В другой раз он сказал: “Вера, где бы я ни был, я всегда буду знать, где ты”, - и ей сразу представилось, что он мог бы быть ее старшим братом, о котором и она, и Ирина мечтали еще маленькими девочками. Она запомнила бы и без дневника, что это было в субботу, потому что весь следующий день, все воскресенье, она ходила по дому, будто пьяная, каждую минуту задавая себе один и тот же вопрос: “Правда, это любовь?” Ей хотелось только этого да еще петь и кружиться. А еще через день, в понедельник, когда они с Николаем, идя к ее дому, сворачивали в Дурасовский переулок, он остановился и сказал: “Мы с тобой поженимся. Только, пожалуйста, не возражай. Поженимся по-настоящему, обвенчаемся в церкви”. И она снова, теперь уже совсем твердо и надежно поняла, что счастлива, что она любима тем, кого избрала сама.
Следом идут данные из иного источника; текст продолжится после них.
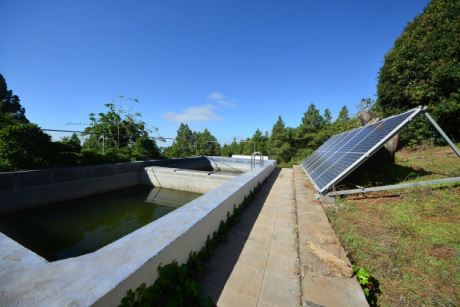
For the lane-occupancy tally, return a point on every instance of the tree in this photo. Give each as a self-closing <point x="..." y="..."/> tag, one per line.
<point x="279" y="143"/>
<point x="184" y="144"/>
<point x="10" y="104"/>
<point x="206" y="143"/>
<point x="344" y="115"/>
<point x="312" y="120"/>
<point x="423" y="68"/>
<point x="327" y="117"/>
<point x="145" y="148"/>
<point x="261" y="141"/>
<point x="25" y="146"/>
<point x="114" y="128"/>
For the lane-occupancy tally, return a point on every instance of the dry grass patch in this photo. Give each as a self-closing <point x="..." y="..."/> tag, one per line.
<point x="409" y="240"/>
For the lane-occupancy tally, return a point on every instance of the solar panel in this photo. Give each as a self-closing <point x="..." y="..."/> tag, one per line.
<point x="342" y="153"/>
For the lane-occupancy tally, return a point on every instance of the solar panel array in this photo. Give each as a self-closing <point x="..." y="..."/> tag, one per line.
<point x="342" y="153"/>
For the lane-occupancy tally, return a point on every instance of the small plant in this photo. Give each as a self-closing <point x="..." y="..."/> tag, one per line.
<point x="177" y="285"/>
<point x="369" y="284"/>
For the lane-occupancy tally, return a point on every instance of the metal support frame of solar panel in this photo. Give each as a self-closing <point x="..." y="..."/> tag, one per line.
<point x="343" y="153"/>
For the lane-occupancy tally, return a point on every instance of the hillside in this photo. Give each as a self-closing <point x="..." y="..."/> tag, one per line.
<point x="409" y="240"/>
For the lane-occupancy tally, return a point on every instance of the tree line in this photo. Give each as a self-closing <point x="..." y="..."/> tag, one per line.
<point x="422" y="68"/>
<point x="112" y="136"/>
<point x="287" y="145"/>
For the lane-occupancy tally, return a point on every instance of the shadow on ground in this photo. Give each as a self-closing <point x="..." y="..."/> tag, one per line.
<point x="218" y="269"/>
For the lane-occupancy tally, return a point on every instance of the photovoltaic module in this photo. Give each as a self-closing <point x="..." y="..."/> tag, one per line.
<point x="343" y="153"/>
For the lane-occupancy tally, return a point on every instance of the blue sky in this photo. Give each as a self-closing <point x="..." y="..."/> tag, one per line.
<point x="229" y="66"/>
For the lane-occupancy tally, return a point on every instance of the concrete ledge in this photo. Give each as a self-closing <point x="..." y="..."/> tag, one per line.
<point x="27" y="189"/>
<point x="103" y="277"/>
<point x="185" y="180"/>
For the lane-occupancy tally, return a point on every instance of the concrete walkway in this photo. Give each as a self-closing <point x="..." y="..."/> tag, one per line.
<point x="259" y="264"/>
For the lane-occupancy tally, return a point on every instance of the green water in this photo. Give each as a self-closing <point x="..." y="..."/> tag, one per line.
<point x="81" y="226"/>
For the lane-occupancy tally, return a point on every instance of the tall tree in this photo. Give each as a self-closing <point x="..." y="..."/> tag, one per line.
<point x="279" y="144"/>
<point x="423" y="68"/>
<point x="10" y="105"/>
<point x="206" y="144"/>
<point x="184" y="144"/>
<point x="327" y="117"/>
<point x="343" y="115"/>
<point x="311" y="120"/>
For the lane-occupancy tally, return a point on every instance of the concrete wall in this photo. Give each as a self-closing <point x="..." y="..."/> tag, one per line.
<point x="27" y="189"/>
<point x="184" y="180"/>
<point x="103" y="277"/>
<point x="233" y="164"/>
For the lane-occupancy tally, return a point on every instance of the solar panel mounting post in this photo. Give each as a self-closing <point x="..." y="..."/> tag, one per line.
<point x="444" y="135"/>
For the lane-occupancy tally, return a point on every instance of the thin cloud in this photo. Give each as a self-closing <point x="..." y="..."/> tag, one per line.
<point x="194" y="113"/>
<point x="222" y="100"/>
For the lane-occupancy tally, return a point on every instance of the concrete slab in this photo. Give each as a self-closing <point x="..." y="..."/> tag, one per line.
<point x="287" y="255"/>
<point x="326" y="271"/>
<point x="269" y="256"/>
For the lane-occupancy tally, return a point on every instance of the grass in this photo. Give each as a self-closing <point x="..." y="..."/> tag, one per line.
<point x="409" y="240"/>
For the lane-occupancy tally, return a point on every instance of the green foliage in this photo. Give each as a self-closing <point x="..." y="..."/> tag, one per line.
<point x="25" y="146"/>
<point x="279" y="143"/>
<point x="369" y="284"/>
<point x="145" y="148"/>
<point x="344" y="115"/>
<point x="184" y="144"/>
<point x="10" y="103"/>
<point x="177" y="285"/>
<point x="206" y="144"/>
<point x="423" y="68"/>
<point x="118" y="128"/>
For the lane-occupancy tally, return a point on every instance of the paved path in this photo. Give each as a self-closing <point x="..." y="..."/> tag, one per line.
<point x="259" y="264"/>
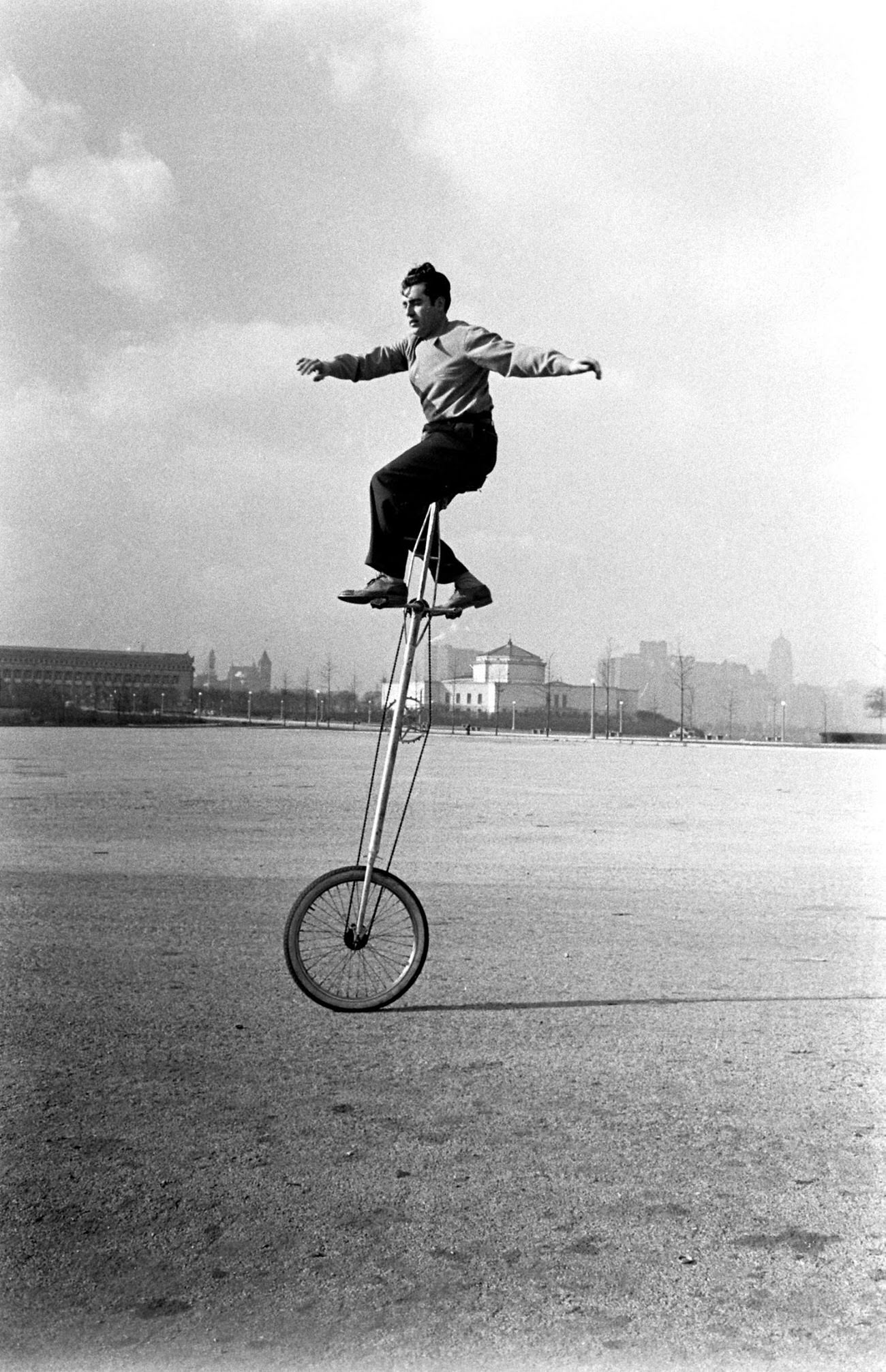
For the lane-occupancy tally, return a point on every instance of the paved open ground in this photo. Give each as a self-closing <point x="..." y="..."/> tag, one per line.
<point x="630" y="1117"/>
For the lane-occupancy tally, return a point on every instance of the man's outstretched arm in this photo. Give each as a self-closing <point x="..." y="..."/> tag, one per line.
<point x="382" y="361"/>
<point x="586" y="364"/>
<point x="311" y="367"/>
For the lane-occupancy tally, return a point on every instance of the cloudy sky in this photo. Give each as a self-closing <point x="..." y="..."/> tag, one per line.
<point x="199" y="192"/>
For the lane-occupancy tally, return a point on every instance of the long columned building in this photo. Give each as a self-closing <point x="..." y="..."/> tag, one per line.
<point x="97" y="678"/>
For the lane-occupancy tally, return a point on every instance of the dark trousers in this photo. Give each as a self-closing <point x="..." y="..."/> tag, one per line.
<point x="452" y="458"/>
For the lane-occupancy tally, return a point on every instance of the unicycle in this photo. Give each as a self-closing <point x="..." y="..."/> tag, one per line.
<point x="357" y="938"/>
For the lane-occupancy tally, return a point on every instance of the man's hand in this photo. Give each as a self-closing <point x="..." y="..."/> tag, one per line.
<point x="586" y="364"/>
<point x="311" y="367"/>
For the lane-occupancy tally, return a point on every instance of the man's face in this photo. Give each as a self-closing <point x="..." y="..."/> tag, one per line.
<point x="423" y="316"/>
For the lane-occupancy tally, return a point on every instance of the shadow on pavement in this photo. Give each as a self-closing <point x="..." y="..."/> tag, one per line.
<point x="630" y="1000"/>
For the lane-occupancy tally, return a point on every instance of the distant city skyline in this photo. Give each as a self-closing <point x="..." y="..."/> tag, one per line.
<point x="198" y="195"/>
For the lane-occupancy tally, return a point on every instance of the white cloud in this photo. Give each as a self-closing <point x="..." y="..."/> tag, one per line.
<point x="110" y="209"/>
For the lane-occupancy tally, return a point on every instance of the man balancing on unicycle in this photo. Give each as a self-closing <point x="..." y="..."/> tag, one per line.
<point x="449" y="363"/>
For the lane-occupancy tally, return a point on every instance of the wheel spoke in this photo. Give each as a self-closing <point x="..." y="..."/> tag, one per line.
<point x="364" y="977"/>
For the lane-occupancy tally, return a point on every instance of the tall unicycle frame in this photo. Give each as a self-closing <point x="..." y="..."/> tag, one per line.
<point x="357" y="938"/>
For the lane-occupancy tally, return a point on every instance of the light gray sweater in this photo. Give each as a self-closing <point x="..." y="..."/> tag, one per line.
<point x="450" y="371"/>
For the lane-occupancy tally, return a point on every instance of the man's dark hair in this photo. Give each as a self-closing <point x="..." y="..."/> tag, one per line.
<point x="432" y="280"/>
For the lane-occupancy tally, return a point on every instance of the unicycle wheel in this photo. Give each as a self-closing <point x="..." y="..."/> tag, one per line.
<point x="352" y="974"/>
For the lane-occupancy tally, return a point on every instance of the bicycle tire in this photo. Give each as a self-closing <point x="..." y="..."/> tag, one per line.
<point x="349" y="979"/>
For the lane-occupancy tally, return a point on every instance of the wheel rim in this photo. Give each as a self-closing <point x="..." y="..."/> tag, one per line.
<point x="376" y="970"/>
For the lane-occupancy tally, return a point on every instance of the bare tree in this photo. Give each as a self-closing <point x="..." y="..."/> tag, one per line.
<point x="875" y="703"/>
<point x="307" y="687"/>
<point x="731" y="700"/>
<point x="604" y="670"/>
<point x="682" y="667"/>
<point x="328" y="670"/>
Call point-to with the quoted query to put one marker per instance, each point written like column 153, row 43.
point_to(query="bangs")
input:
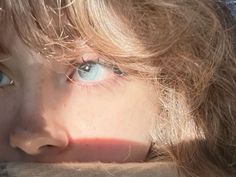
column 54, row 28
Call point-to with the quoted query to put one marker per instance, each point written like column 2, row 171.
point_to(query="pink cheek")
column 109, row 150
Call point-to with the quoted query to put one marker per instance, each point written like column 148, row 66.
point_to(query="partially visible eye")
column 4, row 80
column 90, row 71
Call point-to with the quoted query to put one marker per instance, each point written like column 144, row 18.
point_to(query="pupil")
column 86, row 67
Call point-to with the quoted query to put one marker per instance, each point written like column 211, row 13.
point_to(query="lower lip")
column 105, row 150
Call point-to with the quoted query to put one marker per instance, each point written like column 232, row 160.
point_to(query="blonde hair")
column 185, row 47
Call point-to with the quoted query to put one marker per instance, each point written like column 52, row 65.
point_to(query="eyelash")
column 117, row 75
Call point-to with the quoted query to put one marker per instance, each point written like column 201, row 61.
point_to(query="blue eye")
column 4, row 80
column 89, row 72
column 92, row 72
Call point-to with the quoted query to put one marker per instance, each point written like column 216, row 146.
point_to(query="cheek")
column 7, row 115
column 125, row 113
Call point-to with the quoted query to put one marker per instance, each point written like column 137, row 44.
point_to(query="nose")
column 48, row 140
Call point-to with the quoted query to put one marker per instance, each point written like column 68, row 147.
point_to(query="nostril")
column 36, row 144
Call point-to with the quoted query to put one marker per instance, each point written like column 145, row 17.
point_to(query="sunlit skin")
column 49, row 114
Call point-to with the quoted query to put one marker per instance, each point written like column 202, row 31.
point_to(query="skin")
column 47, row 117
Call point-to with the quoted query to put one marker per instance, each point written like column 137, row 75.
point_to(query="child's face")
column 50, row 112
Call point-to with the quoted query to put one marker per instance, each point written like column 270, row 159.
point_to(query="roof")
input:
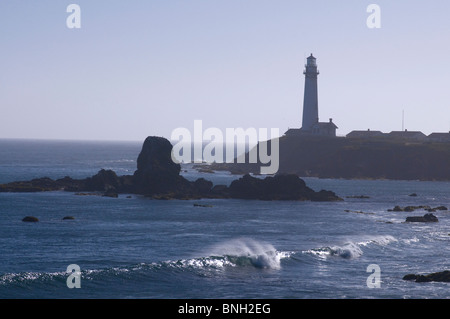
column 367, row 133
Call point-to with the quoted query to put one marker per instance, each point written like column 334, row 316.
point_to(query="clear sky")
column 145, row 67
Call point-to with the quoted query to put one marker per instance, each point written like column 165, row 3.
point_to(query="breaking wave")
column 351, row 249
column 235, row 253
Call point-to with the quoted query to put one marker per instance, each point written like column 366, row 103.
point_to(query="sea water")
column 135, row 247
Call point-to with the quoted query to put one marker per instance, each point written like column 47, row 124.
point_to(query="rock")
column 158, row 177
column 202, row 205
column 358, row 196
column 427, row 218
column 443, row 276
column 278, row 187
column 203, row 186
column 156, row 172
column 30, row 219
column 358, row 212
column 110, row 193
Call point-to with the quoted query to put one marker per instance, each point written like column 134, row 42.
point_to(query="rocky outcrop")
column 443, row 276
column 353, row 158
column 413, row 208
column 157, row 176
column 30, row 219
column 279, row 187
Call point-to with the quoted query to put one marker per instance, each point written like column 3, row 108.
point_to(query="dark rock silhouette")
column 157, row 176
column 30, row 219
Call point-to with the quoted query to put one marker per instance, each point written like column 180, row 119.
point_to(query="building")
column 407, row 135
column 365, row 134
column 439, row 137
column 310, row 119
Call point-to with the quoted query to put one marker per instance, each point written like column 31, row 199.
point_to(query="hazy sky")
column 140, row 68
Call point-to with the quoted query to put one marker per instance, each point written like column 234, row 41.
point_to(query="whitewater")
column 135, row 247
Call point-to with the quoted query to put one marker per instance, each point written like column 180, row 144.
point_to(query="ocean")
column 136, row 247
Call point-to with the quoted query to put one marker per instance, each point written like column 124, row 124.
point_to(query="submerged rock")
column 158, row 177
column 30, row 219
column 443, row 276
column 427, row 218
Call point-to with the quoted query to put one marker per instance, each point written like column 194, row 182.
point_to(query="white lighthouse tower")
column 310, row 120
column 310, row 100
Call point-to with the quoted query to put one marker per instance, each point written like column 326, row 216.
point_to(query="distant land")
column 357, row 158
column 158, row 177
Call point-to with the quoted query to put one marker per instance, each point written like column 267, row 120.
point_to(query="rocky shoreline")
column 157, row 176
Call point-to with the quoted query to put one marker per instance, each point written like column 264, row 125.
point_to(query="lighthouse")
column 310, row 120
column 310, row 100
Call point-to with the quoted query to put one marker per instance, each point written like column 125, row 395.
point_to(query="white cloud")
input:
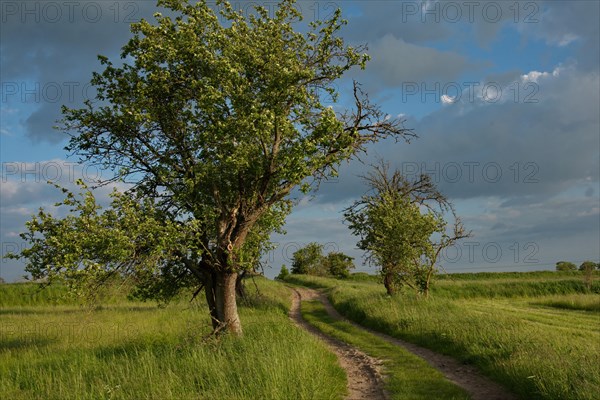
column 447, row 99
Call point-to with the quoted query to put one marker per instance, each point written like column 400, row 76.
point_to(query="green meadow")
column 537, row 334
column 52, row 348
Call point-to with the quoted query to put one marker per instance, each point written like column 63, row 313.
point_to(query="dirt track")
column 364, row 378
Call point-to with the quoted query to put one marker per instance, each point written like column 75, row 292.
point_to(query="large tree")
column 402, row 227
column 214, row 124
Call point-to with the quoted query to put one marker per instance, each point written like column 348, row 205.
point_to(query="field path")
column 465, row 376
column 364, row 380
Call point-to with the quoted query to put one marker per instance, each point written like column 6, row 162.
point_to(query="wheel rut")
column 465, row 376
column 364, row 379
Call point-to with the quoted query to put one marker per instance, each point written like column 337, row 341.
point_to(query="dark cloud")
column 49, row 50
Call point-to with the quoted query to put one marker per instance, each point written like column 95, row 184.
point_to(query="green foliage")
column 589, row 266
column 283, row 274
column 565, row 266
column 308, row 260
column 338, row 264
column 214, row 121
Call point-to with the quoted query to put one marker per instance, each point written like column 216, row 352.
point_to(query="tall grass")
column 536, row 351
column 132, row 350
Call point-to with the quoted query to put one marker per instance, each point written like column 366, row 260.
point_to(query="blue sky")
column 503, row 95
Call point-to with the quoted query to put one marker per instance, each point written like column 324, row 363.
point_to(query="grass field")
column 536, row 333
column 51, row 348
column 408, row 377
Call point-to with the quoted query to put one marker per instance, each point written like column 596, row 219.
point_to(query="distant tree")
column 402, row 228
column 284, row 273
column 338, row 264
column 309, row 260
column 589, row 266
column 565, row 266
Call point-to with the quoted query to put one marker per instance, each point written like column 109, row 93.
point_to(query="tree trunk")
column 210, row 284
column 226, row 304
column 240, row 286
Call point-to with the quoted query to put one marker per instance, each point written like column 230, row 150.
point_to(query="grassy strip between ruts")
column 406, row 375
column 536, row 351
column 133, row 350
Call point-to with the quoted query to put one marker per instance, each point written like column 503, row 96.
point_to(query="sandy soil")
column 364, row 379
column 465, row 376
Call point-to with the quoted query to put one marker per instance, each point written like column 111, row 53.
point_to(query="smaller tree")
column 309, row 260
column 402, row 229
column 589, row 266
column 565, row 266
column 338, row 264
column 283, row 274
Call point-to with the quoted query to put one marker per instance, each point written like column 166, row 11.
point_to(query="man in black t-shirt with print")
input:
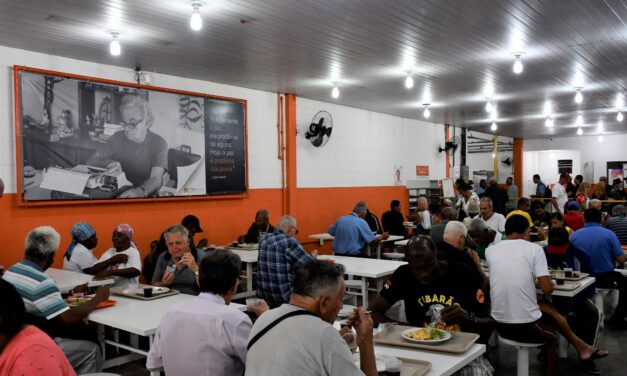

Но все это ликование не продлилось и недели. В пятницу Николай пришел к ней в отдел и сказал, что только что получил назначение казначеем передвижной артиллерийской ремонтной мастерской и должен в ближайший вторник отбыть на Восточный фронт. Он тоже был еще мальчишка, стал хвастаться ей, что ему выдано целых семьдесят пять тысяч рублей, да и она не понимала, насколько все это серьезно. Смеясь, она сказала: “Давай, истратим и ты никуда не поедешь”, - и тут же поняла, что Коля уже куда больше со своей ремонтной мастерской, чем с ней. “Как истратим? — вскинулся он, непонятно вдруг чего испугавшись. — Ну да, истратим, а потом мне ответ держать”.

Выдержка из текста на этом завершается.